2. Non-business Chapter 11

Finally, First Constitution requests dismissal on the ground that the Debtor is not engaged in an on-going business, and is therefore not entitled to Chapter 11 relief. The United States Supreme Court has recently addressed the issue of “consumer” use of Chapter 11 in Toibb v. Radloff, — U.S. -, 111 S.Ct. 2197, 115 L.Ed.2d 145 (1991). Justice Stevens’ dissenting opinion in Toibb supports First Constitution’s argument that a personal, non-business Debtor may not avail himself of Chapter 11 relief, but that view is no longer available to this, or any other Court as precedent. Id. at 2202 (Stevens, J., dissenting). The majority held that the plain language of the code and the absence of congressional intent to preclude nonbusiness debtor reorganization, makes Chapter 11 relief available to debtors not engaged in an ongoing business. Id. at 2200-01 (opinion of the Court). Although the Sweet Retreat is documented and has been used only as a recreational vessel, the idea of now dedicating the vessel to the charter business is not at all farfetched. The uncontroverted evidence is that all Virgin Islands charter vessels are documented as recreational. We conclude that since the Supreme Court has condoned the nonbusiness use of Chapter 11, a fortio-ri the Debtor’s proposed business use of the Chapter is clearly authorized.

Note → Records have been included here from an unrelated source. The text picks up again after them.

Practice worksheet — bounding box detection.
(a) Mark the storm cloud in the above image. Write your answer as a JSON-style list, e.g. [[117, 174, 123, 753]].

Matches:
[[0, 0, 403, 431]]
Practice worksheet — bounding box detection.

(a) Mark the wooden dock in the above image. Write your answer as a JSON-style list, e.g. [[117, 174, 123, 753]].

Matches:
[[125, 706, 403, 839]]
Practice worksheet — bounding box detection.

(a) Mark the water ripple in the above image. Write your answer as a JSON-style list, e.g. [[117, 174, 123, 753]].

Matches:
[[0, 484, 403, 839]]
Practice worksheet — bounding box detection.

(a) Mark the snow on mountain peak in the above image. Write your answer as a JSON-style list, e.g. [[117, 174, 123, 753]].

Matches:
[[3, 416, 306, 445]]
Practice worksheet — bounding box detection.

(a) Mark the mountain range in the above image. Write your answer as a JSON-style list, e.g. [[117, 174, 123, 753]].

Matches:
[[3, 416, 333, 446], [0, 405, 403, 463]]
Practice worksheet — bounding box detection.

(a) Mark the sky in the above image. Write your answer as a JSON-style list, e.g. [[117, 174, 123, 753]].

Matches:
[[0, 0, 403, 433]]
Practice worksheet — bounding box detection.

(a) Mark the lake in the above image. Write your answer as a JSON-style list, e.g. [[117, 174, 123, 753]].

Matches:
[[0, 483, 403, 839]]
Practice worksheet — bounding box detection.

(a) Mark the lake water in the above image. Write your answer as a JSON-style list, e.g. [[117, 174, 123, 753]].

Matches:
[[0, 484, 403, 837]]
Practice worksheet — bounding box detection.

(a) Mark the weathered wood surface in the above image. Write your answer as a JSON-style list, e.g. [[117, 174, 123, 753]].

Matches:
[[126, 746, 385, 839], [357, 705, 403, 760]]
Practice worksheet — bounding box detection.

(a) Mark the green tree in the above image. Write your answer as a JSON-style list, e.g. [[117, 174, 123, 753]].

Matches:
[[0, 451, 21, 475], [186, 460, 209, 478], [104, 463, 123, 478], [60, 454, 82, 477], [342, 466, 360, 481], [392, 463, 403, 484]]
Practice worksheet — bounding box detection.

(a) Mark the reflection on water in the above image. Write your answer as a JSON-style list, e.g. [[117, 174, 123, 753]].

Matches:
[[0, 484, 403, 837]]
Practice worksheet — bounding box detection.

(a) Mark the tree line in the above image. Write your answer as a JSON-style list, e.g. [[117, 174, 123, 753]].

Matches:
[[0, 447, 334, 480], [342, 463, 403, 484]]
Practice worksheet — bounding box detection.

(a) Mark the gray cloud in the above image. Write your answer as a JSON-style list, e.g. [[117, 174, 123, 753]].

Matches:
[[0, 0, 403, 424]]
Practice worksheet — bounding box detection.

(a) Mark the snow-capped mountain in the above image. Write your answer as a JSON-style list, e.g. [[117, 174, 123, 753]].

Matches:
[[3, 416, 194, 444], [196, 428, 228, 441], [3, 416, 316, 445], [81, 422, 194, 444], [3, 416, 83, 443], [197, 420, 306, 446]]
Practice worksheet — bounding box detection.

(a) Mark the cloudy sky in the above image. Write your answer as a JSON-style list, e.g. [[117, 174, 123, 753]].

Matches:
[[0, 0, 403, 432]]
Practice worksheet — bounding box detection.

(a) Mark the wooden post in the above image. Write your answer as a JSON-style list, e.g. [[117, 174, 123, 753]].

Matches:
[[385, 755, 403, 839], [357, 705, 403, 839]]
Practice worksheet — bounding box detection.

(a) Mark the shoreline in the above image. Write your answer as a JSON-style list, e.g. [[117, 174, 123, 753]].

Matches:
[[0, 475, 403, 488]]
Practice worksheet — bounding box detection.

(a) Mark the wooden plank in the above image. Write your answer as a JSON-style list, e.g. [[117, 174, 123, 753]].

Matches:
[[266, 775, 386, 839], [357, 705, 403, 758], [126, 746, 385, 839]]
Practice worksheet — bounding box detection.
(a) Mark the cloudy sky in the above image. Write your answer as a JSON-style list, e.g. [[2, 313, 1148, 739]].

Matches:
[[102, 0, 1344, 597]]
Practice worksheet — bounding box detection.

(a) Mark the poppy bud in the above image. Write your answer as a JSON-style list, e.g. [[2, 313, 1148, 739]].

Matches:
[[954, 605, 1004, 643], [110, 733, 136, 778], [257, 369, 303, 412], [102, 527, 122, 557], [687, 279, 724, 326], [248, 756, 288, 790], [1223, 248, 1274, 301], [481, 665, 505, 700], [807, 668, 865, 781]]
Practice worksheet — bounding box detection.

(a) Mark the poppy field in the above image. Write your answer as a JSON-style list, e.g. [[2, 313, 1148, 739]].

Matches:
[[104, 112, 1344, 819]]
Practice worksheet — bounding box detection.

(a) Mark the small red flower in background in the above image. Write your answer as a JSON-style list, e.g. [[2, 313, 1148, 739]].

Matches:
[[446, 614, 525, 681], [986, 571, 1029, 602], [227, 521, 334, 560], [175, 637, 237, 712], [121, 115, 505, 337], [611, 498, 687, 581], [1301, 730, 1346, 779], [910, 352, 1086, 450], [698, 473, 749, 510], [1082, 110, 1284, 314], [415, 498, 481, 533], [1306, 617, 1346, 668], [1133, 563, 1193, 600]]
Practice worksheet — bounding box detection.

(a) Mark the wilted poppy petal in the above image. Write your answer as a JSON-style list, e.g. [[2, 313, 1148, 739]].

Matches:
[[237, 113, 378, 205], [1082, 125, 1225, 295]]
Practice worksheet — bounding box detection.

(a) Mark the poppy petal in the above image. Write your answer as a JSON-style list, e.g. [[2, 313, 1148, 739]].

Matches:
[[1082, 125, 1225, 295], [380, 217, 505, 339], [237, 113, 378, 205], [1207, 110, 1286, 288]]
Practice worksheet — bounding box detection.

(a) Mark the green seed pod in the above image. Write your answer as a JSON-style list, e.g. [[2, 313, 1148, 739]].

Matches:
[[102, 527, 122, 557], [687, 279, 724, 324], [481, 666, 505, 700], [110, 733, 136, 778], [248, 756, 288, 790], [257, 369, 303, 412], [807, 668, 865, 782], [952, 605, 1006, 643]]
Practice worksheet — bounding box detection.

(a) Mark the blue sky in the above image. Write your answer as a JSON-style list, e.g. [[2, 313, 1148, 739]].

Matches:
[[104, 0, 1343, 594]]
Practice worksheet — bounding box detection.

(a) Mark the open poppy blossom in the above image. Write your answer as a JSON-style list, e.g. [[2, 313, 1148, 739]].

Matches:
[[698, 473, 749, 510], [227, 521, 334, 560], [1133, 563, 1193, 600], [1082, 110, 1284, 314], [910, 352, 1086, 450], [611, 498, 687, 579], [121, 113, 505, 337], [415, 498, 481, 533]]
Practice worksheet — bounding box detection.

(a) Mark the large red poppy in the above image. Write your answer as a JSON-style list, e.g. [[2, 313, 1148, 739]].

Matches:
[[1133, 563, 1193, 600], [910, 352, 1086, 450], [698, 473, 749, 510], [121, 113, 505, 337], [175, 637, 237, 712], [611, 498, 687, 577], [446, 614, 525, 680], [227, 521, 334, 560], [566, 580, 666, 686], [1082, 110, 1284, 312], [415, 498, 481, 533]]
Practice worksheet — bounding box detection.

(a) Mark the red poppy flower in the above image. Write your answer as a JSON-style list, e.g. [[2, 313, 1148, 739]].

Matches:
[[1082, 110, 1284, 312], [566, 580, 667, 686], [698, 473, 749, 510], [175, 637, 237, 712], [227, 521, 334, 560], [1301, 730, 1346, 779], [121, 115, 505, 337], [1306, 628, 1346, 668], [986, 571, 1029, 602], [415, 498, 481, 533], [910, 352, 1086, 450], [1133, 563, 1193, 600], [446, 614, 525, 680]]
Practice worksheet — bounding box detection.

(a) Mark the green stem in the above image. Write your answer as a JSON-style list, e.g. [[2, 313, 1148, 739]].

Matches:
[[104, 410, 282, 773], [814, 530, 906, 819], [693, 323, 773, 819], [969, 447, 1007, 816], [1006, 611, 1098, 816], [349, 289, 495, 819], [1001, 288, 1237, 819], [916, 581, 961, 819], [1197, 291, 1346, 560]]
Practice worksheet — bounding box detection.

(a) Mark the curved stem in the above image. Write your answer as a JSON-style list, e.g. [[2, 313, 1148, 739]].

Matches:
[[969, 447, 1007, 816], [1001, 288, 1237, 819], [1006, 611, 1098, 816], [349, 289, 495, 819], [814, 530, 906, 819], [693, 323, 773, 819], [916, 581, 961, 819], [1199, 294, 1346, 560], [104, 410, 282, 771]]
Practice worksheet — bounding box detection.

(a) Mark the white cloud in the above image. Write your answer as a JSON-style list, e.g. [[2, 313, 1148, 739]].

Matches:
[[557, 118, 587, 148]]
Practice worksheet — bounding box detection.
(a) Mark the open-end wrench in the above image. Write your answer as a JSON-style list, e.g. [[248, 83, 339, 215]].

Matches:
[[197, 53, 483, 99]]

Accordingly, First Constitution’s motion for relief from stay is DENIED, without prejudice, with the conditions set forth herein. First Constitution’s motions for relief from turnover and for dismissal are also DENIED, with prejudice.

Enter Judgment consistent with this opinion. 
      
      . This decision constitutes our findings of fact and conclusions of law. See Fed.R.Bankr.P. 7052.
     
      
      . Supplemental Rule C(6) for Admiralty and Maritime Claims provides that the claimant of property subject to an in rent action shall file a claim of property interest within ten days after execution of process, and an answer within twenty days after filing. Neither the Debtor nor Mr. Laramee complied with this requirement. As a result, the Debtor consented to entry of default judgment.
     
      
      . We understand the post-petition arrearage to be approximately $21,000.
     
      
      . Although not a consideration in formulating our decision herein, it has been represented that possible refinancing of Laramee’s other assets would resolve his financial difficulties with the Movant as well as with other unrelated creditors. It has also been represented that should the financing materialize, First Constitution’s claim would be provided for. The Debtor is ordered to inform counsel for First Constitution and the Court of the status of said refinancing effort by September 15, 1991, or earlier, if it transpires prior to that date.
     
      
      . First Constitution has focused on the fact that Chapter 11 relief should be reserved for "reorganization” and not "organization" of a new business under the protection of the Bankruptcy Code. We cannot reconcile that narrow view with the Supreme Court’s recent opinion in Toibb.